Ronan Chastellier rencontre Thierry Ehrmann, 46 ans, fondateur du groupe Serveur et acteur majeur des banques de données économiques. Ce patron anticonformiste qui a baptisé le siège de son entreprise la « Maison du Chaos » a créé en 1997 artprice.com, aujourd’hui leader mondial de l’information sur le marché de l’art, et développe aussi une oeuvre d’artiste plasticien.

Vous êtes un pionnier dans les banques de données sur Internet. La compilation des données, c’est tendance ?
Il y a aujourd’hui une curiosité spécifique qui rend ces données attractives. Elles permettent un traitement géopolitique de l’économie pour identifier les zones de fragilité, l’absence de droit, tout ce qui équivaut à des opportunités, des tendances. Mais il faut faire parler entre elles ces données primaires, non agrégées. D’anciens officiers traitants de la DGSE travaillent pour nous, ils possèdent une bonne grille de lecture des évènements. On emploie aussi des « nerds », des obsédés du Wab au profil plus boarderline. Partout l’intelligence économique croît.

Avec la création d’Artprice, vous avez choisi un registre plus glamour…
Mais tout aussi chiffré ! Dans l’art contemporain, il y avait de grands initiés et des victimes. En diffusant grâce à Internet une somme de connaissances sur le marché de l’art, artprice.com a apporté de la transparence là où gouvernaient les menteurs fascinants.

Le chaos pour vous, c’est Internet ? Peut-il aujourd’hui encore changer la donne ?
On est à 2% des possibilités sur Internet. Il y a un Internet profond, des espaces vides que l’on continue à défricher. Surtout, on y trouve un duel d’intelligence permanent. Partout des gens créent et produisent. Et ces créations conservent un esprit de marginalité, loin des conformismes. L’essence est par essence mutante. Elle s’inspire de la théorie du chaos, d’un modèle non reproductible. Tous les jours, il faut y aller à l’instinct.

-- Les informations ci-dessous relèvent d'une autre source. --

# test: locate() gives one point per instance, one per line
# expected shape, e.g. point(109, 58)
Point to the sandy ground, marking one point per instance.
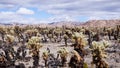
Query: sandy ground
point(113, 58)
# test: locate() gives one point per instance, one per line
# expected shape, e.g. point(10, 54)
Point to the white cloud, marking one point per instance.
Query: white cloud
point(61, 9)
point(24, 11)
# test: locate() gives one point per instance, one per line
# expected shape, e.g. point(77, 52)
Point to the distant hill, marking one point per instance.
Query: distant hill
point(90, 23)
point(101, 23)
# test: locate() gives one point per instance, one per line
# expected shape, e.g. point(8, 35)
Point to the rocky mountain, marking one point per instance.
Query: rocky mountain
point(101, 23)
point(90, 23)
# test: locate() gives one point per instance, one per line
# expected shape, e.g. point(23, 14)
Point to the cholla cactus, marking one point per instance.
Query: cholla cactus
point(77, 56)
point(80, 40)
point(63, 54)
point(2, 31)
point(32, 32)
point(76, 60)
point(9, 38)
point(98, 52)
point(45, 56)
point(65, 39)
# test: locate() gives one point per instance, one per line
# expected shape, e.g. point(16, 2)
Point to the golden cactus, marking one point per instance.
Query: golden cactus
point(63, 52)
point(9, 38)
point(98, 52)
point(34, 43)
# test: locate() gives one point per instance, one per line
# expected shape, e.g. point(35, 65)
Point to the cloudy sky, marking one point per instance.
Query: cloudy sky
point(45, 11)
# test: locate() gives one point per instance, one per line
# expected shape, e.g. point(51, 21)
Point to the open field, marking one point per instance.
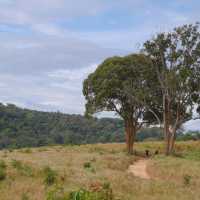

Le métier de chef d’entreprise est-il compatible avec celui de sculpteur plasticien ?
Dans le métier d’artiste, on pense, on pose des questions en créant des oeuvres. Dans l’économie, on apporte des réponses et tout se normalise, devient monochrome, d’où le désir d’art. L’art reste une manière suprême d’imposer ses idées. C’est au dessus des marchés financiers.

La Bourse, ça vous inspire en tant qu’artiste ?
Il y a une poésie derrière les chiffres. La Bourse, c’est animal. Tout sauf comptable. C’est un théâtre d’ombres et de lumières, la dernière grande tragédie humaine où il faut savoir être mortifié pour remonter. J’ai perdu 5 millions d’euros en vingt minutes pour ne pas l’avoir compris. Par orgueil. En tant qu’artiste, j’ai voulu faire une oeuvre sur la Bourse. Je l’ai appelée le Cri…

Ronan Chastellier

Ronan Chastellier est auteur de « Tendançologie » (à paraître en septembre aux Editions Eyrolles).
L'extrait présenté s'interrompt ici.